New Delhi: Reliance Industries Ltd (RIL), owner of the world’s third biggest refinery, had its share-price target raised by global financial services firm UBS AG on the expectation that profit from processing crude oil into fuels will rise.
The 12-month price target was raised to Rs2,340 a share from Rs2,007, UBS analyst Harshad Katkar said in a note to clients on Wednesday.
The stock recommendation for the Mumbai-based company was kept unchanged at “buy”.
Prized feet: Reliance Industries Ltd chairman Mukesh Ambani.
UBS expects profits from making petrol and diesel to rise as capacity expansion fails to keep pace with demand in Asia. RIL may earn $12.9 (Rs529) from processing each barrel of oil into fuels in the year ending 31 March, compared with an earlier forecast of $12.1 (Rs496), the note said.

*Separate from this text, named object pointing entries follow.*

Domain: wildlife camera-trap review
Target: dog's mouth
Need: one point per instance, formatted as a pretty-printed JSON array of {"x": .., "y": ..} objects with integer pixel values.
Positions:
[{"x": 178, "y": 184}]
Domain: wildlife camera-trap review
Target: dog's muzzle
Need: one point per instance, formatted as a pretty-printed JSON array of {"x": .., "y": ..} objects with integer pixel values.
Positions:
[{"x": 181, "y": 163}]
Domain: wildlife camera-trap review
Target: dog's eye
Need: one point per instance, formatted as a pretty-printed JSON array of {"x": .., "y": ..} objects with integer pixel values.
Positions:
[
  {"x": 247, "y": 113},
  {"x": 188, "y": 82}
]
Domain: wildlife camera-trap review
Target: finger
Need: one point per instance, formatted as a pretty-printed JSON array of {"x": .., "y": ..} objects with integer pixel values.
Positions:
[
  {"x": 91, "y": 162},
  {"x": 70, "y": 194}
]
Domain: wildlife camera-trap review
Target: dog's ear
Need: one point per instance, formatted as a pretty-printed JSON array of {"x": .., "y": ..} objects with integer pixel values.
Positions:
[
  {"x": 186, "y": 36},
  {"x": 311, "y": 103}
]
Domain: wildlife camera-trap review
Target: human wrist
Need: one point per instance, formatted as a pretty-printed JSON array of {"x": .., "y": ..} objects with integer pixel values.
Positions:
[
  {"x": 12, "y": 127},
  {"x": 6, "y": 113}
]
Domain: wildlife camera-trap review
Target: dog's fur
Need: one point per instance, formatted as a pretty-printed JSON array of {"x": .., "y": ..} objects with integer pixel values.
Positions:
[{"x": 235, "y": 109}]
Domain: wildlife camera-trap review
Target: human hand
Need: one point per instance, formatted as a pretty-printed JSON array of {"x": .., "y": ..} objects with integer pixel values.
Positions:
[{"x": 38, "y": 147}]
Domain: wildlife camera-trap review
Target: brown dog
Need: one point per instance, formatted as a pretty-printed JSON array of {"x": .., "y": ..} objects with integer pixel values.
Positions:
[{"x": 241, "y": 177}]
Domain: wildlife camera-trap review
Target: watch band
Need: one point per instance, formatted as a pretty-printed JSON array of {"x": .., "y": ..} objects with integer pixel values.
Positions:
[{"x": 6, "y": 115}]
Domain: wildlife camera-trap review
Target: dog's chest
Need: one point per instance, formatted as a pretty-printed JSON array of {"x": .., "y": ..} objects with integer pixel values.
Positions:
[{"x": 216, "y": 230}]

“Given our expectation for continued growth in Asian refined product demand through 2010, coupled with our moderate outlook for capacity expansion, we think the refined product market should remain relatively tight in Asia through 2010,” Katkar said in the note.
Reliance Petroleum Ltd (RPL), which is building a refinery next to the one owned by parent RIL, may complete the project by September 2008 and start production by December 2008, the note said. RPL’s plant achieved 65% completion as of June, the UBS note said.
RPL is building a 580,000 barrels per day (bpd) refinery adjacent to a 660,000 bpd plant owned by its parent.
Once complete, RIL will own the world’s biggest refinery.
RIL’s shares closed 1.46% lower at Rs1,742.60 on the Bombay Stock Exchange on Thursday. RPL shares also fell 2.24% at Rs106.70.
UBS raised its forecast for earnings for Asian refiners from processing oil by $1.8 a barrel to $6.5 in the year ending 31 March 2008 and by $2.2 a barrel to $5.7 the following year.
The global wealth management company expects construction of about 1.3 million bpd of new refining capacity to get delayed until 2011 from 2010.
This is mostly from projects that were announced and expected in South Korea, Indonesia, India and Pakistan, the note said.
Three plants planned in China for 2009 are yet to be approved and may not be built before 2010, the note said. That may translate into a delay of 460,000 bpd of new capacity until 2010 from 2009, UBS pointed out.
Mukesh Ambani, chairman of RIL, India’s most valuable company, had said on 21 August that said he expects refiners to earn higher profit from processing crude oil into fuels.
“Going by the current demand and supply, the outlook for refining margins is good,” Ambani said. “They will remain strong in the medium term.”